- The Washington Times - Sunday, June 6, 2004

BAGHDAD — A roadside bomb killed two American soldiers and wounded two in a series of attacks yesterday against coalition forces and their Iraqi allies, while tensions eased in the Shi’ite holy cities of Najaf and Kufa.

Radical Shi’ite cleric Muqtada al-Sadr met in Najaf with Iraq’s most influential spiritual leader, Grand Ayatollah Ali al-Husseini al-Sistani, for the first time since the anti-U.S. cleric launched an uprising against coalition forces in April, an aide to Sheik al-Sadr said.

Iraqi police extended their control in Najaf and Kufa after a deal announced Thursday to remove gunmen loyal to Sheik al-Sadr from the streets.

In the restive Sunni Muslim city of Fallujah west of Baghdad, residents reported an armed clash late yesterday.
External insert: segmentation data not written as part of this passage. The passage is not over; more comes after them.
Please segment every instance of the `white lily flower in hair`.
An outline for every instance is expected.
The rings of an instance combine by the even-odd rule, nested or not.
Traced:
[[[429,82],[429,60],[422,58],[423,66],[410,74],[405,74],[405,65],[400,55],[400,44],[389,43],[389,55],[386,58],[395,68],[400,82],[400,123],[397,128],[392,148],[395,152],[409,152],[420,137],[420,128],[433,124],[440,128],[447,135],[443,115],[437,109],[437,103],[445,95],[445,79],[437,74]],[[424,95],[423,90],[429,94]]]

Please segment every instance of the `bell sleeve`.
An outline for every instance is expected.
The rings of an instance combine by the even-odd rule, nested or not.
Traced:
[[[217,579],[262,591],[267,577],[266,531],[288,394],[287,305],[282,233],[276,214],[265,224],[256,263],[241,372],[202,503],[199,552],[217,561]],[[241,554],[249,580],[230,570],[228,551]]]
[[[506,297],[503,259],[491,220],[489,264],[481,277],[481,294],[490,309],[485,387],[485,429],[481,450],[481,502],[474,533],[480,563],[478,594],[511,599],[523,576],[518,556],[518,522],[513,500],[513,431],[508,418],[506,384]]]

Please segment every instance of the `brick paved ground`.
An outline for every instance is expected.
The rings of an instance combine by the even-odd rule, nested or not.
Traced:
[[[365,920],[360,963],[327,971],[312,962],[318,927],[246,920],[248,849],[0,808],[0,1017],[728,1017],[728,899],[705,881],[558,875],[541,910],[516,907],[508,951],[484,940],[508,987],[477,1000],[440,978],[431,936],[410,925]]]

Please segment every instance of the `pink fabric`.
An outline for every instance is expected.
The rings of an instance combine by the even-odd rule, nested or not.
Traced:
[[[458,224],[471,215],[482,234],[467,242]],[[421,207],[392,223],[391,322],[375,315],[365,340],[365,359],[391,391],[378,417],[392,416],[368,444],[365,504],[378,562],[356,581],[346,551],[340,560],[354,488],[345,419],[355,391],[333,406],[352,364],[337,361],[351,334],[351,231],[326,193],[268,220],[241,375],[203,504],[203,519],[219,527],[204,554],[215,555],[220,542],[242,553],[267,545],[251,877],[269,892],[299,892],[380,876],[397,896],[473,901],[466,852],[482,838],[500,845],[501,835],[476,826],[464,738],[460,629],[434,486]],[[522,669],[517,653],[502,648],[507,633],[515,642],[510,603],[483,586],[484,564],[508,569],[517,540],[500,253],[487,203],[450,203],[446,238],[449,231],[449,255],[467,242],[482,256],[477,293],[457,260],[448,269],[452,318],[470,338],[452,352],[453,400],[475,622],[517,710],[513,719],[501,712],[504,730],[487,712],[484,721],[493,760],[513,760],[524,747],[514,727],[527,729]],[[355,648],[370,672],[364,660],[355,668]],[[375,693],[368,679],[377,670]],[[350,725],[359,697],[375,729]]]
However, a coalition spokesman said no U.S. personnel were involved in any action in the city, where security is in the hands of an Iraqi unit organized with U.S. support after the Marines lifted their siege in late April.

In another development, Salah al-Zidani, brother of the informant who led U.S. forces to Saddam Hussein’s sons, was killed yesterday by gunmen in the northern city of Mosul, witnesses and hospital officials said.

U.S. officials have not publicly confirmed who turned in Uday and Qusai Hussein, but many people in Mosul have identified him as Nawaf al-Zidani, who collected the $30 million reward — $15 million for each son. Nawaf al-Zidani has not been seen since Saddam’s sons were killed in July.

The roadside bombing, which occurred in eastern Baghdad, was the second fatal attack against American troops in the capital in as many days. Five U.S. soldiers were killed and five wounded Friday in an ambush near the Shi’ite neighborhood of Sadr City, an al-Sadr stronghold.

Elsewhere in Sadr City, Sheik al-Sadr’s militiamen attacked an Iraqi police station and American soldiers guarding the building returned fire, wounding at least one militiamen, witnesses said.

Assailants also ambushed two civilian sport utility vehicles, favored by Western civilian contractors, on the road to Baghdad’s international airport. An Iraqi Interior Ministry official said two or three persons were killed.

Another civilian car carrying Westerners was attacked in Mosul. Police said one civilian was killed and three injured, but they refused to identify them by nationality.

A rocket-propelled grenade also hit an Iraqi army recruiting center in Mosul, wounding 17 persons, according to hospital officials and police.

Sheik al-Sadr briefed Ayatollah al-Sistani on the plan announced Thursday to pull back Shi’ite militiamen and U.S. forces from Shi’ite Islam’s holiest shrines, said Ahmed al-Shibani, a representative of Sheik al-Sadr’s office.

“Al-Sistani has thanked [al-Sadr] for his efforts … to peacefully resolve this crisis,” Mr. al-Shibani said. “The agreement is moving toward success and is on the right path.”

The 30-year-old Sheik al-Sadr has been eager to win the support of Ayatollah al-Sistani — an older, more moderate cleric who commands broad respect among Iraq’s Shi’ites. The ayatollah for his part has been eager to avoid a U.S. assault on Najaf and to prevent internal rifts among the Shi’ite majority, which is hoping to take power in national elections in January.

The session in Ayatollah al-Sistani’s office lasted about 10 minutes, his guards said.

By midday yesterday, Sheik al-Sadr’s fighters remained at the most sensitive religious sites, but were no longer brandishing weapons, an aide to the cleric said. Iraqi police were seen taking up positions in the city, but were avoiding the area around the shrine.